The agency has also closed or idled six facilities within the past year in order to ease staffing burdens, Hurst said.
“We understand that there is no one solution to staffing but we will continue to find new and creative ways to fill critical positions,” he said.
Hurst said the TDCJ is likely to recoup the redirected funding through supplemental appropriation before it is needed, but when that will happen is unclear.
On Dec. 10, the Texas Secretary of State office launched phase two of its election audit targeting Tarrant, Collin, Dallas and Harris counties in which all except Collin County voted in favor of President Joe Biden.
Republican leaders continue to insist that widespread voter fraud occurs the state even though the number of voter fraud cases is less than 0.001%, according to reports.
In the 2020 election, 11 million Texans voted. The Texas Attorney General’s Office received 24 complaints where only a handful were prosecuted.
Nonetheless, Texas Secretary of State John Scott said the audit will “restore faith in Texas elections.”
“For the past several election cycles, voters have faced a crisis of confidence in the very system that underpins our representative form of government,” Scott said previously.
The state has already conducted partial manual recounts, election security assessments and voter eligibility verification, but Scott insisted there is a need to go further.
The office issued an exhaustive document request of publicly available election materials which it said will cover about 35% of all votes cast in the November 2020 General Election in Texas.
“Texas is leading in election integrity. As we embark on Phase 2 of our agency’s Full Forensic Audit of the 2020 Election, we want to ensure every single eligible Texas voter knows that ballots in Texas are being properly processed, tabulated, and reported by county election officials in accordance with state and federal law,” Scott said in a news release.

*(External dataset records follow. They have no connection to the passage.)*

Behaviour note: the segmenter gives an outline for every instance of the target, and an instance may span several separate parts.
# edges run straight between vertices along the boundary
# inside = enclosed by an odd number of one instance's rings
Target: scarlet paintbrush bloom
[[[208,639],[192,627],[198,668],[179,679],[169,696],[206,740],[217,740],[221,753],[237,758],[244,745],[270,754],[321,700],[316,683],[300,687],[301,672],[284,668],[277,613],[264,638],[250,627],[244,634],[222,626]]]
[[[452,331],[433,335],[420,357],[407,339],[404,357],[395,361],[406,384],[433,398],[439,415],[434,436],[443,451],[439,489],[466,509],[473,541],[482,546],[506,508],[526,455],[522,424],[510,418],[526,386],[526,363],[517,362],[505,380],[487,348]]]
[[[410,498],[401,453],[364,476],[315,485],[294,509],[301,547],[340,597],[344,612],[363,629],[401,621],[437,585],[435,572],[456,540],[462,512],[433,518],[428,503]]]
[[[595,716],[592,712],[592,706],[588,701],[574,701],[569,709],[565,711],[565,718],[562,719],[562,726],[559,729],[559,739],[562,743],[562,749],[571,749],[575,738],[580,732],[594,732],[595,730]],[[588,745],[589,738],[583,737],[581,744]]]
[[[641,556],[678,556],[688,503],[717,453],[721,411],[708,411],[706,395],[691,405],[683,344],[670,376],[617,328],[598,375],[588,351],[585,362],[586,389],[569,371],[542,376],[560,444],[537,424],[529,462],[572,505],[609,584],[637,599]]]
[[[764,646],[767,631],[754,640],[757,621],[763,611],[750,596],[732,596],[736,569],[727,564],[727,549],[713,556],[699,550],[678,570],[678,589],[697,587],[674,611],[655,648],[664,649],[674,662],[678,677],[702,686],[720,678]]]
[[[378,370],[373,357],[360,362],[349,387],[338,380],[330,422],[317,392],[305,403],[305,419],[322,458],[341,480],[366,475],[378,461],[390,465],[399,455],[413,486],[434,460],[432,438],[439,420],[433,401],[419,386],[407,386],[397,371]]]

Texas is not the only state to have funded election integrity initiatives. Wisconsin taxpayers have funded $700,000 worth of initiatives and Arizona taxpayers are funding a continued investigation into the 2020 election.

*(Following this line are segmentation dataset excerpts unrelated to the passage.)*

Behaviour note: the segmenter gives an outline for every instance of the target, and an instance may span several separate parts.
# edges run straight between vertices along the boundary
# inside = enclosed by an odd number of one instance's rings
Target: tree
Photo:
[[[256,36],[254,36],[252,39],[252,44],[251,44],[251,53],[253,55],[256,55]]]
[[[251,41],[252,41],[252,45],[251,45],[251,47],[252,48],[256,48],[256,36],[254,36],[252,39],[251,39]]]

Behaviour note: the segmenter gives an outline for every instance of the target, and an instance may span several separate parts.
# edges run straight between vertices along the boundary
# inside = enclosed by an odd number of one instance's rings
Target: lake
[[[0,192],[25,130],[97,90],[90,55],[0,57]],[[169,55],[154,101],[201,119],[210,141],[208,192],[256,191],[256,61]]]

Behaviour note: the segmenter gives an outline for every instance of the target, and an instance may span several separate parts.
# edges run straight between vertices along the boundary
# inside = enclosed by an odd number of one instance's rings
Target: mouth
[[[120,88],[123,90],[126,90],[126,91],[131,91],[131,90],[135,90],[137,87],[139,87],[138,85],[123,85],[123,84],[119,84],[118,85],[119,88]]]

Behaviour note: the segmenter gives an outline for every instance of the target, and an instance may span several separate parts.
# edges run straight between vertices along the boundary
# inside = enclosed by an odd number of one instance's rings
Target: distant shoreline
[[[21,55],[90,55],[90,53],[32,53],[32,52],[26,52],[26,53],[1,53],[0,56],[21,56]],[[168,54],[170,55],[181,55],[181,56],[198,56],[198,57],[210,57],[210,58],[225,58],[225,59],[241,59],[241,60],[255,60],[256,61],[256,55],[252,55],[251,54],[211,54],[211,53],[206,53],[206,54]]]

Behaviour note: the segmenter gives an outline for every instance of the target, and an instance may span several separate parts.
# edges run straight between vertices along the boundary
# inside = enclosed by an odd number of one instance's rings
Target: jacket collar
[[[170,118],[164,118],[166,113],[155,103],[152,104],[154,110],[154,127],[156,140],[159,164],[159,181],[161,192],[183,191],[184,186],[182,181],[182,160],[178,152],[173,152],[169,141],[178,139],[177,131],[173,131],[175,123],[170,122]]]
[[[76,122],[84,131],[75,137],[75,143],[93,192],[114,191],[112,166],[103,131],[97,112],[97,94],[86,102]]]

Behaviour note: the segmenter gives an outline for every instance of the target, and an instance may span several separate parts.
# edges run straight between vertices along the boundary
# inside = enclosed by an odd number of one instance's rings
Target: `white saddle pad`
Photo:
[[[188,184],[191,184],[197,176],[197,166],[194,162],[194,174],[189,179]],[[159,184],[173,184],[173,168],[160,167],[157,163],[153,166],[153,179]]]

Even so, Kevin Boyle ,a professor of American History at Northwestern University, said an audit — even if it proves the previously established results to be accurate and Biden is the rightful president — will not strengthen beliefs in a system GOP elected officials are determined to tear down.

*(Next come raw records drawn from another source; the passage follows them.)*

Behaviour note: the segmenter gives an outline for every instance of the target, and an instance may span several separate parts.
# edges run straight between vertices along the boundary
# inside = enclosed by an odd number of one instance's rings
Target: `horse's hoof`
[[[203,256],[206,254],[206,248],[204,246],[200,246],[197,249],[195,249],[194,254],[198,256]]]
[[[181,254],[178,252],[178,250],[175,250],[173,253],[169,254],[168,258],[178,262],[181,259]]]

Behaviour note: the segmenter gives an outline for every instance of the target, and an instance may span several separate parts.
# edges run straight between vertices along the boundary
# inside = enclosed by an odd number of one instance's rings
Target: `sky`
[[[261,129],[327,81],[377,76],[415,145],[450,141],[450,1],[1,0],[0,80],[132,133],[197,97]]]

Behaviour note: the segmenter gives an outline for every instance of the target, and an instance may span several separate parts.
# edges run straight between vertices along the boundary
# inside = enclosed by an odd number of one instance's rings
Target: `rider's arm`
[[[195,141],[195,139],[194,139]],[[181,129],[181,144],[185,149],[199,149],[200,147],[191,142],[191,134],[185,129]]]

Boyle said he believes unless Republican leaders stand up to what is the fundamental truth, that the election was not stolen and there is no widespread voter fraud, Texans will continue to see a push by GOP leaders for more election restrictions.
“They understand this election wasn’t stolen, but they’re not saying that they are not standing up to that fundamental lie. That’s what needs to happen in the United States,” Boyle said. “Republican leadership sees a political advantage in pushing this lie, and by doing that, they are threatening the democratic system.”
He added: “We need people and there are people in the [Republican] party … to say the nation matters more than your political advantage.”